Anyway. Talking to adults. Nowadays, something like forty percent of adults in North America are oddly convinced that having a fascist dictator would somehow improve their lifestyle immensely. I can’t imagine how stressful it must be to initiate a conversation with a stranger over there these days. You’re picking up your kids from school, and the other parents aren’t talking about locking up gays or Mexicans, they’re just talking about bathroom tiles and Taylor Swift, and all you can think is, ‘Oh thank God – today is a good day!’

So, instead of all that, I’m living this hermetic life over here in Australia. I’m generally alone and working (writing books), or I’m telling my children to please stop singing Taylor Swift songs or saying, ‘No, you can’t have the tablet!’. Talking with adults? I am demonstrably out of practice.

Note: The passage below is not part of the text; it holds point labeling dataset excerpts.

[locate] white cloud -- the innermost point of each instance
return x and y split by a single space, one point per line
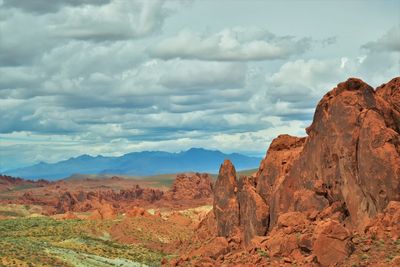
236 44
390 42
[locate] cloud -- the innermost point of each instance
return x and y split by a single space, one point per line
26 37
117 20
389 42
236 44
45 6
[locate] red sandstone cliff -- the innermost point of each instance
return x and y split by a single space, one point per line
310 194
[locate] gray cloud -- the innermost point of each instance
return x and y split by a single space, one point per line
390 42
113 77
235 44
45 6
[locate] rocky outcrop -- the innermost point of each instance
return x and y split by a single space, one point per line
8 182
188 186
332 243
310 193
226 206
85 201
253 210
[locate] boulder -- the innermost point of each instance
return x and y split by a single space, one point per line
332 243
226 205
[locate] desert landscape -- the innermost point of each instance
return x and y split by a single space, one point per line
331 198
199 133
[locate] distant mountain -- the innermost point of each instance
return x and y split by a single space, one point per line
137 164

I’m far too straight-forward these days. Too truth-inclined, too apt to saying things like, “I don’t like your Supreme Leader, he has silly hair.” I have to express it thus, as Boudica scolds me whenever I use coarse language.

But my daughters are growing up. My life among children will sooner-or-later end, and I shall be living in Adult Land, and neck deep in conversations about tiles and property values for ever more. I have loved this sojourn amid all this disordered whimsy. It has never made me feel especially lonely or anything. Increasingly, however, I have felt an incomprehensible interest in being among adults, even when they’re prattling about bathroom tiles. My suspicion is that most of them went mad about eight years ago. Half started blaming minorities for their problems, and the other half went mad from having to listen to them.

It is, conversationally speaking, a much worse situation in Australia, where most people my age only seem to want to talk about real estate. They bring the same morbid intensity as the English when they’re talking about the weather, except the weather in England is a much less dreary situation. I would rather stand in the rain than listen to somebody talking about raising the rent on their tenants. These people make me wonder if it’s all that difficult to build a guillotine in one’s backyard.

So, again, I’m not really spending a lot of time around other adults. But that has meant being subjected to a lot of singing and dancing because my children are sadly oriented towards the performing arts. I had hoped one might take an interest in something practical and quotidian, but Boudica is already showing an interest in divination, and Hattie has recently taken to detecting the presence of spirits. Such traits are not remarkable in our family history – we descend from Irish folk of a certain class and disposition, so if my children are tricksy, it’s not exactly my fault. I haven’t even let them read the book I wrote about me in which it is alleged I stole the famous skull of Phineas Gage. I’m afraid if they read it, their whimsy will become permanent. And then, I ask you, who is going to pay the bills?

Yours in parental agitation,

Kris St.Gabriel

I'm sorry I cannot hang out with you. Yesterday I saw a garden gnome.